WPI inflation slows to 3.57% as vegetable prices soften


Wholesale inflation eased to 3.57 per cent in September as food articles, led by vegetables, witnessed softening of prices.

The wholesale price-based inflation, reflecting the annual rate of price rise, in August stood at 3.74 per cent. In September 2015, WPI inflation was (-)4.59 per cent.

Wholesale Price Index (WPI) inflation in vegetables witnessed deflationary pressures and was recorded at (-)10.91 per cent in September. Inflation in this category had scaled a high of 28.45 per cent in July.

This was aided by inflation data for onion, which was at (-)70.52 per cent.

Pulses inflation continued to rule high at 23.99 per cent in September, according to the Commerce Ministry data.

Potato, a daily consumable vegetable, witnessed maximum inflationary pressure at 73.31 per cent. Inflation in fruits rose 14.10 per cent during the month.

Overall, the food inflation basket showed good moderation with inflation at 5.75 per cent in September, as against 8.23 per cent in August.

The WPI, which was in the negative zone from November 2014 to March 2016, had been rising for six months till August.
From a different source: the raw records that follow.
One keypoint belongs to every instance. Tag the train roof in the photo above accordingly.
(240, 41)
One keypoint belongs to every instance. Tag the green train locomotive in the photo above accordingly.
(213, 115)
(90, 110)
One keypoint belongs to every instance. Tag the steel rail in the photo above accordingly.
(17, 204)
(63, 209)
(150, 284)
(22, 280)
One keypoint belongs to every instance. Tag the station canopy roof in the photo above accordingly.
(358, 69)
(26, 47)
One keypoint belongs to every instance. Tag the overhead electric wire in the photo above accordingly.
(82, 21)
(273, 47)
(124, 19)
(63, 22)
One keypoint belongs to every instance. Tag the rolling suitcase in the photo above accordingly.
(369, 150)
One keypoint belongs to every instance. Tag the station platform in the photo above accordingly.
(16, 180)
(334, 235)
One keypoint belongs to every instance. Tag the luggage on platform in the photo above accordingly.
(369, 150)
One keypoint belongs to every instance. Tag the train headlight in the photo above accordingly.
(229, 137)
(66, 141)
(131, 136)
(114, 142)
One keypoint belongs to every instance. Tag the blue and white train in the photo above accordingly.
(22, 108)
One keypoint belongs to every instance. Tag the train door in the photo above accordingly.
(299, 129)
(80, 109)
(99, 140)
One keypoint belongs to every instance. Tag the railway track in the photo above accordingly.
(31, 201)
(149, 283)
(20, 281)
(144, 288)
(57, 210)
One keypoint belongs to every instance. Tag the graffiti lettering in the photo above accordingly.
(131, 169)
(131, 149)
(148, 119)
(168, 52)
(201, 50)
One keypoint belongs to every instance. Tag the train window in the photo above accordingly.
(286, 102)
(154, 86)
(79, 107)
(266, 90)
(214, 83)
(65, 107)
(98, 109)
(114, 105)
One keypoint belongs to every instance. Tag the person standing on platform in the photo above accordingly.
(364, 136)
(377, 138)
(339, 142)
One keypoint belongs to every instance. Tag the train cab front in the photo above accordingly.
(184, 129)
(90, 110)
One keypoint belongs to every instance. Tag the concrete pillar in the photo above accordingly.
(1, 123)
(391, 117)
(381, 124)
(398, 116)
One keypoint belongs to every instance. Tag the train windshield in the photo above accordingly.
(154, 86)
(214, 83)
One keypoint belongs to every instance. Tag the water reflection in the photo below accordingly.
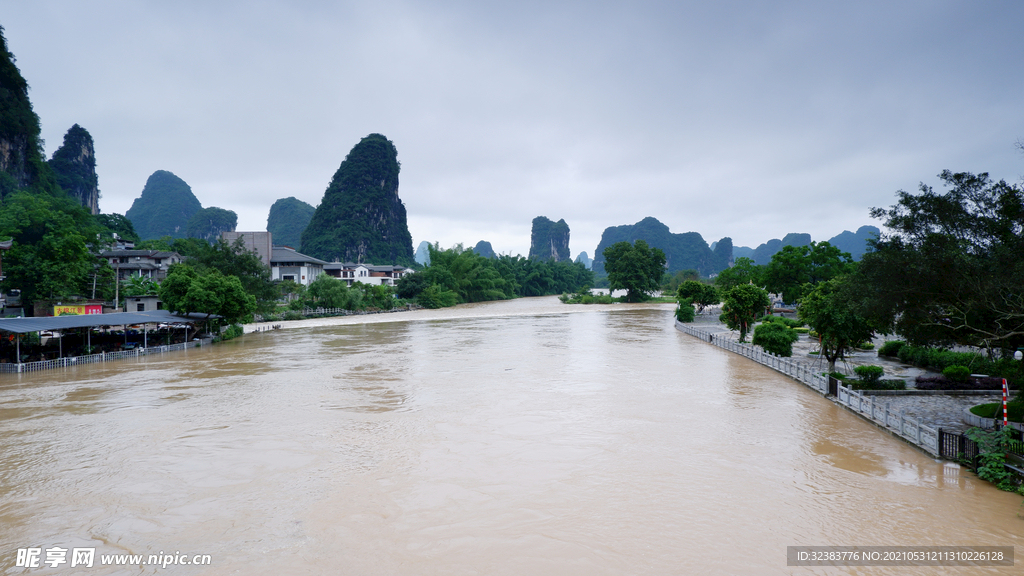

In September, the inflation has slowed.

The inflation print for manufactured articles read at 2.48 per cent in September, as against 2.42 per cent in August.

The rate of inflation in sugar was at 32.92 per cent and that for petrol was 1.25 per cent.

The WPI inflation for July has been revised upwards at 3.72 per cent, against provisional estimate of 3.55 per cent.

The wholesale inflation in September is in sync with the retail inflation which eased to a 13-month low of 4.31 per cent in the month.

The all-powerful Monetary Policy Committee headed by RBI Governor Urjit Patel last week cut benchmark interest rates by 0.25 per cent to 6.25 per cent.

While he had signalled more tolerance towards inflation, the easing in CPI data was in line with the RBI’s forecast for average 5 per cent inflation in fourth quarter of 2016. This, many expect, would create more room for interest rate cuts.